Lobular endocervical glandular hyperplasia (LEGH) is considered as a precursor lesion of cervical adenocarcinomas with poor prognosis, and early diagnosis on MRI is important. MRI of 9 LEGH-associated adenocarcinomas (LEGH-ACs) and 10 LEGHs were retrospectively evaluated. Both LEGH-AC and LEGH appeared as multicystic masses with solid components. 4 of 9 LEGH-ACs (44%) showed diffusion restriction, whereas 5 of 9 LEGH-ACs (56%) and all LEGHs showed no diffusion restriction. On DCE-MRI, 4 of 4 LEGH-ACs (100%) and 2 of 6 LEGHs (33%) showed rapid and prolonged contrast-enhancement pattern, whereas 4 of 6 LEGHs (66%) showed gradual contrast-enhancement pattern suggesting their benignity.

Introduction

Lobular endocervical glandular hyperplasia (LEGH) is a benign cervical lesion, and excessive surgical procedure should be avoided in patients of reproductive age to preserve fertility.
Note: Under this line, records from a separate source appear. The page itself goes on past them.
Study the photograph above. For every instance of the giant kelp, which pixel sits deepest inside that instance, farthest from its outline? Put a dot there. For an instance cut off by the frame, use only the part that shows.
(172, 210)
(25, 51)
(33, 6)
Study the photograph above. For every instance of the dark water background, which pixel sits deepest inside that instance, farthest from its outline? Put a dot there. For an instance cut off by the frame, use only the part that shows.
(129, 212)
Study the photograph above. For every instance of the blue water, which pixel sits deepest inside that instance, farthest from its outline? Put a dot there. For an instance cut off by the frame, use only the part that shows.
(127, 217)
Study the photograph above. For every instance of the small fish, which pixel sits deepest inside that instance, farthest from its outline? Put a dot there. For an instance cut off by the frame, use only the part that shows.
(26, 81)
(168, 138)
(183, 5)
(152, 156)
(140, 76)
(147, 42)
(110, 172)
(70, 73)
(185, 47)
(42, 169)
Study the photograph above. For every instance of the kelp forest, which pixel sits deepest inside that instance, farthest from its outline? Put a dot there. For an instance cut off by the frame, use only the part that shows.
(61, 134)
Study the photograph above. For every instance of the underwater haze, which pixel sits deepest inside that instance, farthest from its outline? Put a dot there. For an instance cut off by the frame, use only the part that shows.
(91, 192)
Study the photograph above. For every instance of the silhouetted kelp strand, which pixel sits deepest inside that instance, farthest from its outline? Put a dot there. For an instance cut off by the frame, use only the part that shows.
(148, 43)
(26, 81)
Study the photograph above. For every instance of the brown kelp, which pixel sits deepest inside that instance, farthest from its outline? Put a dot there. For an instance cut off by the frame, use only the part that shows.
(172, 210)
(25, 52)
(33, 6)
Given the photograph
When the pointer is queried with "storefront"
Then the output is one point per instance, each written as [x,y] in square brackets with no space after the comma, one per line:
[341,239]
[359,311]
LEGH has been considered as a precursor lesion of cervical adenocarcinomas, especially of gastric-type adenocarcinoma (GAS), and early diagnosis is directly linked to improved prognosis, thus making imaging diagnosis an important role 1. GAS including minimal deviation adenocarcinoma (MDA) is a subtype of cervical adenocarcinomas with poor prognosis that occurs more frequently in young women, and is characterized by the absence of human papillomavirus (HPV) infection in its pathogenesis 2-4. The purpose of this study was to evaluate the capability of MR imaging for the diagnosis of LEGH-associated uterine cervical adenocarcinoma (LEGH-AC).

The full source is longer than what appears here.